Armenia produced in 2018:

- 415 thousand tons of potato
- 199 thousand tons of vegetable
- 187 thousand tons of wheat
- 179 thousand tons of grape
- 138 thousand tons of tomato
- 126 thousand tons of watermelon
- 124 thousand tons of barley
- 109 thousand tons of apple
- 104 thousand tons of apricot (12th largest world producer)
- 89 thousand tons of cabbage
- 54 thousand tons of sugar beet
- 52 thousand tons of peach
- 50 thousand tons of cucumber
- 39 thousand tons of onion

In addition to smaller quantities of other agricultural products.

Armenia has the fourth highest proportion of women working in agriculture, forestry and fishing in the world.

Agriculture is carried out mainly in the valleys and mountainsides of Armenia's uneven terrain, with the highest mountain pastures used for livestock grazing. Fertile volcanic soil allows the cultivation of wheat and barley and pasturage for sheep, goats, and horses. With the help of irrigation, figs, pomegranates, apricots, and olives also are grown in the limited subtropical Aras River valley and in the valleys north of Yerevan, where the richest farmland is found. Armenia also produces peaches, walnuts, and quince, and its brandy enjoys a worldwide reputation.
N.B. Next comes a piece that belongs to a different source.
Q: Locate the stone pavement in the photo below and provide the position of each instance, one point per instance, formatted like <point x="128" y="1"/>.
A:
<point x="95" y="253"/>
Irrigation is required by most crops, and the building of canals and a system of irrigation was among the first major state projects of the Soviet republic in the 1920s. By the 1960s, arable land had been extended by 20 percent, compared with pre-Soviet times. Most farms had electricity by the early 1960s, and machinery was commonplace. In the Soviet era, women made up most of the agricultural work force; a large percentage of the younger men had responded to the Soviet industrialization campaign by migrating to urban centres. In 1989, farms were operating about 13,400 tractors and 1,900 combines. Unlike other CIS countries, Armenia did not suffer a catastrophic decline in its farm machinery inventory during the privatization, and in 2006 there were 14,600 tractors and 1,700 combines in Armenian farms.

Agricultural production is heavily biased toward crops, which in 2006 accounted for 64% of gross agricultural output. The principal agricultural products are grains (mostly wheat and barley), potatoes, vegetables, grapes (both table and wine), and fruits. In 2006, Armenia produced 212,500 tons of grain, 539,500 tons of potatoes, 915,000 tons of vegetables and melons, 286,000 tons of fruits, and 201,400 tons of grapes. All these numbers (except for grain) constitute significant increases compared with 1989, when Armenia produced 200,000 tons of grain, 266,000 tons of potatoes, 485,000 tons of vegetables, 170,000 tons of fruit, and 119,000 tons of grapes. Livestock production in 2006 reached 66,800 tons of meat (slaughter weight), 620,000 tons of milk, and 464 million eggs. The corresponding livestock production numbers in 1989 were 105,000 tons of meat, 491,000 tons of milk, and 561,000 tons of eggs, i.e., only milk production increased significantly during the post-Soviet period.